202005191440

Linear Networks via GD Trajectory

tags: [ src:paper , deep_learning , gradient_descent ]

src: slides

Setup

In a linear network, we have \(N\) matrices (weight matrices, parameters), the product of which \(W_N \ldots W_1 = W_{1:N}\) we call the end-to-end matrix. This is what we use in the loss function.

Note that when we actually calculate the gradient, we’re going to be doing it for all the individual matrices/parameters. But it turns out that there’s an equivalence between this natural gradient flow (what actually gets implemented), and the one if you were to consider the single-layer version.

Figure 1: Comparison between the two equivalent linear models

Comparison between the two equivalent linear models

What you can show is that the gradient flow of the \(W_{1:N}\) matrix is equivalent to a pre-conditioned version of the single-layer gradient:

\[ \begin{equation} \frac{d}{dt} \operatorname{vec}\left[ W_{1:N}(t) \right] = - P_{W_{1:N}(t)} \cdot \operatorname{vec}\left[ \nabla l( W_{1:N}(t)) \right] \tag{1} \end{equation} \]

Thus, adding additional (redundant) linear layers induces “preconditioners promoting movement in directions already taken”.[^ Preconditioners are linear transformations that condition a problem to make it more suitable for numerical solutions, and usually involve reducing the condition number. It turns out that the ideal preconditioner is the M-P pseudo-inverse, which we’ve seen before, [[pseudo-inverses-and-sgd]].]

Recall that the condition number is the ratio of the max to the min singular value, so relates to how much the matrix scales the input.

Important: this above analysis (1) is independent of the form of the loss function. I think the only requirement is that the parameters come into the loss function through the end-to-end matrix.

Equivalent Explicit Form?

So, we see that depth plays this role of preconditioning. A question is, does there exist some other loss function \(F\) such that

\[ \begin{equation*} \frac{d}{dt} \operatorname{vec}\left[ W_{1:N}(t) \right] = - P_{W_{1:N}(t)} \cdot \operatorname{vec}\left[ \nabla l( W_{1:N}(t)) \right] = - \operatorname{vec}\left[ \nabla F (W_{1:N}(t)) \right]. \end{equation*} \]

That is, is there just some particularly smart loss function that you could pick that is able to recreate this depth effect? It turns out the answer is no. At this point, we should be talking about the particular matrix completion loss function. The proof involves: by the gradient theorem, we have that, for some closed loop \(\Gamma\),

\[ \begin{align*} 0 = \int_{\Gamma} \operatorname{vec}\left[ \nabla F (W) \right] dW = \int_{\Gamma} P_{W} \cdot \operatorname{vec}\left[ \nabla l(W) \right] dW. \end{align*} \]

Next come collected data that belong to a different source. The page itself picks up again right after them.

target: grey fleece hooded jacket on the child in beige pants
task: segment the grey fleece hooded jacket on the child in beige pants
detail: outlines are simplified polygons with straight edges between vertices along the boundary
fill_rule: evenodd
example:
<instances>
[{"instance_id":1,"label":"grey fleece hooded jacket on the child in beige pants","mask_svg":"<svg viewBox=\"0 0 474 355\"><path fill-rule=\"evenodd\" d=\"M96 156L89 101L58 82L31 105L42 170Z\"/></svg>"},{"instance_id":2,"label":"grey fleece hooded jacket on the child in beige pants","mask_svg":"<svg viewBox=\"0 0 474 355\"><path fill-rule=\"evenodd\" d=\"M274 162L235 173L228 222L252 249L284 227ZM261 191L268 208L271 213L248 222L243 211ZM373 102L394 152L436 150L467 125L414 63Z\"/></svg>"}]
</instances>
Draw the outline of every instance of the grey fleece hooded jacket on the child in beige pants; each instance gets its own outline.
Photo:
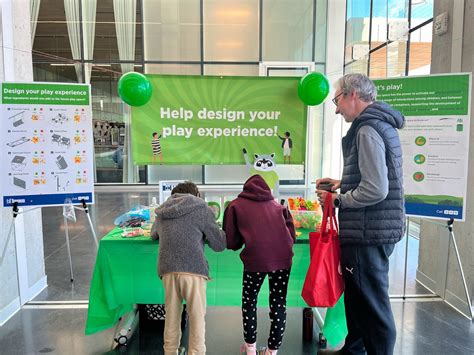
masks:
<instances>
[{"instance_id":1,"label":"grey fleece hooded jacket on the child in beige pants","mask_svg":"<svg viewBox=\"0 0 474 355\"><path fill-rule=\"evenodd\" d=\"M151 237L160 241L158 275L185 272L209 277L204 242L223 251L226 238L207 203L190 194L173 194L155 213Z\"/></svg>"}]
</instances>

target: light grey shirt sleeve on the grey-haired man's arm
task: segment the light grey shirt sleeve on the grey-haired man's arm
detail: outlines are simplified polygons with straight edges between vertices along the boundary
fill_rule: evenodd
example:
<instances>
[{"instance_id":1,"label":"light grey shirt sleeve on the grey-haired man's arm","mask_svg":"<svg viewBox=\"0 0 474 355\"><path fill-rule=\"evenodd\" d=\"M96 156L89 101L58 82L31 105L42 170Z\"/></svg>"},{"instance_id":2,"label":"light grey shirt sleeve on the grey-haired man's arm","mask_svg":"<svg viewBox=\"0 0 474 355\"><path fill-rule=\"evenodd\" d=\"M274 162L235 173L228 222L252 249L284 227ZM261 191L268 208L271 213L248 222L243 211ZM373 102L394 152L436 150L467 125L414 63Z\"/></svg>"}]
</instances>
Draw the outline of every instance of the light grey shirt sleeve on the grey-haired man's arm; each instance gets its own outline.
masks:
<instances>
[{"instance_id":1,"label":"light grey shirt sleeve on the grey-haired man's arm","mask_svg":"<svg viewBox=\"0 0 474 355\"><path fill-rule=\"evenodd\" d=\"M354 190L340 195L342 208L375 205L388 194L388 168L382 137L374 128L362 126L356 141L361 180Z\"/></svg>"}]
</instances>

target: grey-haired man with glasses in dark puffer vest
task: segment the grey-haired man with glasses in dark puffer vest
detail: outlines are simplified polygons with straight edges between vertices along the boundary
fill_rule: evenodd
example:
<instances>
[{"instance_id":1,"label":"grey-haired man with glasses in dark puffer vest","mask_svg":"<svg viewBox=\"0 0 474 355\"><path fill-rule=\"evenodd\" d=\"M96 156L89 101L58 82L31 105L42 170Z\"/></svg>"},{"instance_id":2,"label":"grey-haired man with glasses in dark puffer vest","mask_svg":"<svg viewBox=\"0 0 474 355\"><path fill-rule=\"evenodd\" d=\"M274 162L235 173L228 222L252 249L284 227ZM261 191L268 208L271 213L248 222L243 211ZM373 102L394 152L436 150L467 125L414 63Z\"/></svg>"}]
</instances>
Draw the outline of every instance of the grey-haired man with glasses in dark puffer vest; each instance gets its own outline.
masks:
<instances>
[{"instance_id":1,"label":"grey-haired man with glasses in dark puffer vest","mask_svg":"<svg viewBox=\"0 0 474 355\"><path fill-rule=\"evenodd\" d=\"M331 194L339 209L341 269L348 335L341 350L321 354L393 354L396 328L388 295L389 256L404 234L403 115L375 101L377 89L362 74L336 84L336 113L351 123L342 139L341 180L316 181L321 202ZM331 192L319 189L332 183ZM336 190L340 192L337 193Z\"/></svg>"}]
</instances>

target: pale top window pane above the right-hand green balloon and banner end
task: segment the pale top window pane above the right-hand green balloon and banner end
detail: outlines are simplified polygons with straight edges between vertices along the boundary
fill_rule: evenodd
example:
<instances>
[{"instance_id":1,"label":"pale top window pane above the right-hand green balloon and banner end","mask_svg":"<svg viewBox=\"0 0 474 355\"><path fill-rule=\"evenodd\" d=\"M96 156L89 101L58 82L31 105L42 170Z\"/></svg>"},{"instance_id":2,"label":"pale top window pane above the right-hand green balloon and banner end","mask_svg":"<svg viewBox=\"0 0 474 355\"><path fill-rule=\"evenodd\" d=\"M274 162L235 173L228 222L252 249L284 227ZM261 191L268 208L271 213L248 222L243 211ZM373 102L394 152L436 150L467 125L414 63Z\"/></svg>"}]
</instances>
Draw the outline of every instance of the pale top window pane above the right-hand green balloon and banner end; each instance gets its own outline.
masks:
<instances>
[{"instance_id":1,"label":"pale top window pane above the right-hand green balloon and banner end","mask_svg":"<svg viewBox=\"0 0 474 355\"><path fill-rule=\"evenodd\" d=\"M263 2L264 61L310 61L313 50L313 0Z\"/></svg>"}]
</instances>

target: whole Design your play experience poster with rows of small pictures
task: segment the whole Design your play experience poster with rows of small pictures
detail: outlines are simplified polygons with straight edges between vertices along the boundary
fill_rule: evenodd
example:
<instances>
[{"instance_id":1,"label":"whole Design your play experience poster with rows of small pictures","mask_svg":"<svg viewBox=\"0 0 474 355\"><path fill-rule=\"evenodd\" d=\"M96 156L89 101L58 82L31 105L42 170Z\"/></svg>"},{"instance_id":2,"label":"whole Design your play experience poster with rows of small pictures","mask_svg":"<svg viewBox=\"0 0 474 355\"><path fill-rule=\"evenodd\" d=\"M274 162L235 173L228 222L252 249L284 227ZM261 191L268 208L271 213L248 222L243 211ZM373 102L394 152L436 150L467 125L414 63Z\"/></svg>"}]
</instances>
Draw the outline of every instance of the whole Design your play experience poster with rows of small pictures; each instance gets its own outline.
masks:
<instances>
[{"instance_id":1,"label":"whole Design your play experience poster with rows of small pictures","mask_svg":"<svg viewBox=\"0 0 474 355\"><path fill-rule=\"evenodd\" d=\"M90 85L1 83L3 207L94 203Z\"/></svg>"}]
</instances>

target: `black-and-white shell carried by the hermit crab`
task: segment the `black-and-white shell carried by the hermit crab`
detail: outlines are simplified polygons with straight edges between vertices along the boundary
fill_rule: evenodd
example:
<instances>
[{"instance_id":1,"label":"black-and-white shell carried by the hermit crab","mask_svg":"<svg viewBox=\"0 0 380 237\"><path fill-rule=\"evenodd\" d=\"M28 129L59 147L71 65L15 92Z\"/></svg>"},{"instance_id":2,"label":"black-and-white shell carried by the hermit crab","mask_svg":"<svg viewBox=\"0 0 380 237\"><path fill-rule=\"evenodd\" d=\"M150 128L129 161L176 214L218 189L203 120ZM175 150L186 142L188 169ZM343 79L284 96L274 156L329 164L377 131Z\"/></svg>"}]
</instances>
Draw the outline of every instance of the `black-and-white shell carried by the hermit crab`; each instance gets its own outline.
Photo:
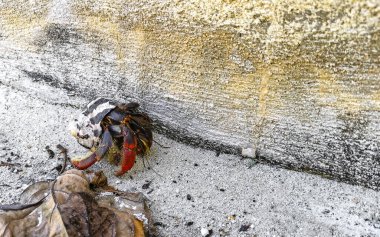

Turns out you need some technical details, involving actually constructing a closed loop, the details of which can be found on page 6 of (Arora, Cohen, and Hazan 2018Arora, Sanjeev, Nadav Cohen, and Elad Hazan. 2018. “On the optimization of deep networks: Implicit acceleration by overparameterization.” In 35th International Conference on Machine Learning, Icml 2018, 372–89. Institute for Advanced Studies, Princeton, United States.).

Ultimately, this is not particularly interesting, because a) it’s an exact statement: okay, there’s no explicit choice of loss function that exactly replicates this, but that doesn’t prevent there from being something arbitrarily close; and b) …1 So actually I was going to say that, this is a strawman argument, since they are dealing with an essentially degenerate linear network so clearly you can’t do any better than something like convex programs (and it’s just barely even overparameterized?). But now I’m realizing that we never did depth 1, since it just felt silly. But perhaps depth 1 actually works too. Time to find out…

Optimization

Consider again (1). Murky on the details (see slides), but since \(P_{W:N}(t) \succ 0\), then the loss decreases until \(\nabla l(W_{1:N}(t)) = 0\). Then under certain conditions (\(l\) being convex), this means gradient flow converges to a global minimum.

What this is saying: for arbitrary convex loss function, running a DLNN gives a global minimum. If loss is \(l_2\), you can actually get a linear rate of convergence.

This stuff is pretty cool, simply because gradient descent really shouldn’t have any global guarantees. The only way for you to be able to have global guarantees is if you have some control over the trajectory.

Note though that this doesn’t say anything about generalization performance.